In Skrub, categorical features correspond to columns whose data type is neither numeric nor datetime. This includes string, categorical, and object data types.

StringEncoder#

A strong and quick baseline for both short strings with high cardinality and long text. This encoder computes the ngram frequency using tf-idf vectorization, followed by truncated SVD (Latent Semantic Analysis).

TextEncoder#

This encoder encodes string features using pretrained language models from the HuggingFace Hub. It is a wrapper around sentence-transformers compatible with the scikit-learn API and usable in pipelines. Best for free-flowing text and when columns include context found in the pretrained model (e.g., name of cities etc.). Note that this encoder can take a very long time to train, especially on large datasets and on CPU.

MinHashEncoder#

This encoder decomposes strings into ngrams, then applies the MinHash method to convert them into numerical features. Fast to train, but features may yield worse results compared to other methods.

GapEncoder#

The GapEncoder estimates “latent categories” on the training data by finding common ngrams between strings, then encodes the categories as real numbers. It allows access to grouped features via .get_feature_names_out(), which allows for better interpretability. This encoder may require a long time to train.

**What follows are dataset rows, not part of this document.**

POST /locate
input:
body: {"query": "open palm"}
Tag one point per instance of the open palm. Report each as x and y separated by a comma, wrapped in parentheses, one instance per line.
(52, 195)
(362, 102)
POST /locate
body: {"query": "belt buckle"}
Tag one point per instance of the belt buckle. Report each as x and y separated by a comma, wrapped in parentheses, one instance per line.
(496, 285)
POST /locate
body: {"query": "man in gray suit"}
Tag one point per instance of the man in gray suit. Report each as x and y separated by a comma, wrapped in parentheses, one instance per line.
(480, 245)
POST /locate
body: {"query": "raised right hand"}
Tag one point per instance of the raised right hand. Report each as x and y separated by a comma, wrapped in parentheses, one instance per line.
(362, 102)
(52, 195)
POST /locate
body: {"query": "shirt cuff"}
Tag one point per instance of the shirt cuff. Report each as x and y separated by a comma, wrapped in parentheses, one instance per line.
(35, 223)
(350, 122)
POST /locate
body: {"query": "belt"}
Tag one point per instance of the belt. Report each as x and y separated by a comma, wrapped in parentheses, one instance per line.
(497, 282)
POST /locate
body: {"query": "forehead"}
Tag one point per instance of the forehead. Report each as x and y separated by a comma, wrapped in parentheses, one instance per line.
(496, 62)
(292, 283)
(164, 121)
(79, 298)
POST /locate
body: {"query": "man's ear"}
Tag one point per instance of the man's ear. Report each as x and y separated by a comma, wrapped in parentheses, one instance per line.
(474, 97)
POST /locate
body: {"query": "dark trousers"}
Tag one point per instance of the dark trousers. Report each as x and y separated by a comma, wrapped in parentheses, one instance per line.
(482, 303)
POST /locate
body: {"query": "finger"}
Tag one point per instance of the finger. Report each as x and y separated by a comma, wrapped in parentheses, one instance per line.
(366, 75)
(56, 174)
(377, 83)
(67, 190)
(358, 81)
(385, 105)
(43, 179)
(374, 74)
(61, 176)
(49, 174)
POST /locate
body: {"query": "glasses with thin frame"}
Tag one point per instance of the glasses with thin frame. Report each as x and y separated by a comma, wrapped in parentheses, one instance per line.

Comparison of the Categorical Encoders#

Encoder

Training time

Performance on categorical data

Performance on text data

Notes

StringEncoder

Fast

Good

Good

TextEncoder

Very slow

Mediocre to good

Very good

Requires the transformers dep.

GapEncoder

Slow

Good

Mediocre to good

Interpretable

MinHashEncoder

Very fast

Mediocre to good

Mediocre

This example and this blog post include a more systematic analysis of each method.